If the merger of China’s two largest steel mills is a showcase of President Xi Jinping’s economic reform, it is showing a bad face.

It is a classic case of the good boy bailing out the bad one that would do little for the reduction of excessive capacity while hurting minority shareholders and discouraging the management.

Those who talked about synergy and streamlining must realise that the marriage of Baosteel Group and Wuhan Iron & Steel Co (Wisco) is not between No 1 and No 2, but the merger of a Ferrari with a made-in-China Volkswagen.

The difference between the gross profit of 631 yuan per tonne of Baosteel’s listed arm and the 140-yuan loss of its Wuhan counterpart is a result of product mix, technology and physical location.

There may be a chance if factories can be scrapped. Yet the proposed corporate structure of the merged entity gives little hope.

Under the proposal, Wisco will not be merged into Baosteel. Instead, it will become a standalone subsidiary of the new controlling empire. The same goes for its listed arm, Wuhan Steel, which comes under listed unit Baoshan Iron & Steel.

That means the Wuhan camp would get to preserve its autonomy and establishment at all levels. The addition of two new layers pointed to more red tape, power play and inefficiency, not the closure of excess capacity.

Don’t bet on big brother making an order to cut. If that works, what is the need of merging?

The only promising achievement of the merger is to keep debt-ridden Wisco afloat with Baosteel’s top credit rating and lower financing cost.

Wuhan Steel’s numbers are telling. A decade of aggressive plant and mine acquisitions has left it with a gearing ratio of 248 per cent.

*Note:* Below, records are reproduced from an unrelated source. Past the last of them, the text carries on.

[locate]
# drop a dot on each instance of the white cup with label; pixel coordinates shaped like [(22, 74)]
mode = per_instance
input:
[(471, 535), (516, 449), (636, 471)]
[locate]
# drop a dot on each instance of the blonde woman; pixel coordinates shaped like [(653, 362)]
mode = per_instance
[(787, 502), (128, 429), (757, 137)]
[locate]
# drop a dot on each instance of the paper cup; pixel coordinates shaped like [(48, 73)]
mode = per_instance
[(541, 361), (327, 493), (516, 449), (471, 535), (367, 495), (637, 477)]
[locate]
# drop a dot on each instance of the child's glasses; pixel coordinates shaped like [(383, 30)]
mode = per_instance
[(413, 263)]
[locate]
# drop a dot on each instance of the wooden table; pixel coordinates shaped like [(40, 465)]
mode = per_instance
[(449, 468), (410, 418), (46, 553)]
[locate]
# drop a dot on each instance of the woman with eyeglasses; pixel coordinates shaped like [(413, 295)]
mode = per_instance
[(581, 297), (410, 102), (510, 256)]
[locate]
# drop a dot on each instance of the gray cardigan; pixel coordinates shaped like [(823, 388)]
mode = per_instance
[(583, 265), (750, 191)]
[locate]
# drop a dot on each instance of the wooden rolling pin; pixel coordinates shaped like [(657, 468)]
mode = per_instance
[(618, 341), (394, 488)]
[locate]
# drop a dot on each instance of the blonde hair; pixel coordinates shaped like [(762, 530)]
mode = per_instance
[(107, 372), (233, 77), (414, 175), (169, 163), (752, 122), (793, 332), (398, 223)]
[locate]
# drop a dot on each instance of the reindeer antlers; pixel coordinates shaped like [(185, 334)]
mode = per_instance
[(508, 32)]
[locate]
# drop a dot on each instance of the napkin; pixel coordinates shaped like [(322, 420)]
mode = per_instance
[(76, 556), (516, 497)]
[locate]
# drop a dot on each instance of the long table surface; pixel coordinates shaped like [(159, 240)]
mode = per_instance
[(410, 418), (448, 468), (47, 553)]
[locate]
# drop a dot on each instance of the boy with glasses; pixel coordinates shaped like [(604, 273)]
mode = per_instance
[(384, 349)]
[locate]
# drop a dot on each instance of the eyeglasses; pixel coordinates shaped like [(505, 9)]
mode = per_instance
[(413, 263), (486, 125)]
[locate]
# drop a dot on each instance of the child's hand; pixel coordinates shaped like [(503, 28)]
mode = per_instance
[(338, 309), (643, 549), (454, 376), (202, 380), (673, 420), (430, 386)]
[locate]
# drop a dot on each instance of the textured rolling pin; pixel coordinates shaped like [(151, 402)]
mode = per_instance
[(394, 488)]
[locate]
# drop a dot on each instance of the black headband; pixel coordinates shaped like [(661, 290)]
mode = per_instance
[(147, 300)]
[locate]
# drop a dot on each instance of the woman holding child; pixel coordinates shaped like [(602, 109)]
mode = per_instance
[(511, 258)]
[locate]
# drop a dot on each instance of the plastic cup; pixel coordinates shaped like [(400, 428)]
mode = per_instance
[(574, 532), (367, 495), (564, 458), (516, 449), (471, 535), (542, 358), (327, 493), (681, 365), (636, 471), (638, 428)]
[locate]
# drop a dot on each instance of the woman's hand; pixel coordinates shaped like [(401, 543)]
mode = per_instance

With a 7.5 billion yuan loss last year and mounting account receivables, it has been relying on bank loans and bonds to pay its bills.

It has to repay 27 billion yuan in bank borrowing within a year. If that sounds small, think about its parent’s 120 billion yuan loan that is due in a year.

The merger will increase Baoshan Iron’s gearing ratio to 136 per cent, but it is a comfortable enough guarantor for the Wuhan camp’s refinancing.

All these would be more tolerable if Baoshan Iron was buying at a deep discount. But it is not.

Baoshan Iron is getting a 10 per cent discount to Wuhan Steel’s trading price, which the former’s independent directors described as fair and just.

The reality is Baosteel is selling its shares at a 33 per cent discount to its book value and buying its bleeding Wuhan peer at 1.025 times book value.

Wuhan steel shareholders will swap their holdings into Baoshan stock. The ratio translates into Baoshan buying at 10 per cent discount of Wuhan Steel’s trading price.

How can this pricing be fair for an asset that can only go cheaper in a year or two? How can it be just for a deal that would turn a company from profit to loss and increase its gearing by one-fifth while promising little chance of restructuring and redundancy?

No one except Baoshan Iron’s minority shareholders really cares. The controlling shareholders, or the state, pay nothing because all the gains and losses square off at the top. The bankers don’t have to suffer a debt restructuring. Wuhan Steel’s shareholders and management receive some relief.

The little one, however, can do little to stop it.

Theoretically, Baoshan Iron’s parent has to abstain from the approval of the merger. However, a month before the merger, it transferred a 9.75 per cent stake to three state-owned companies.

Add this to the announced holdings of seven state-owned fund houses, and government-related entities already control 47 per cent of the minority stake. It is hard to imagine them voting no.

The minority shareholders have only two “choices” – selling in the open market when trading resumes at a date no one knows; or accepting a cash offer that is 10 per cent below the last trading price.

Stay and hope for the best is a big no.

Imagine you are a department head of Baoshan Iron. Your success is to be used to bail out a competitor’s failure. Your boss at the top will get political credit. You are left to pray that those in Wuhan Steel don’t perform too badly.

All these are far from encouraging for Baoshan Iron and China’s economic reform.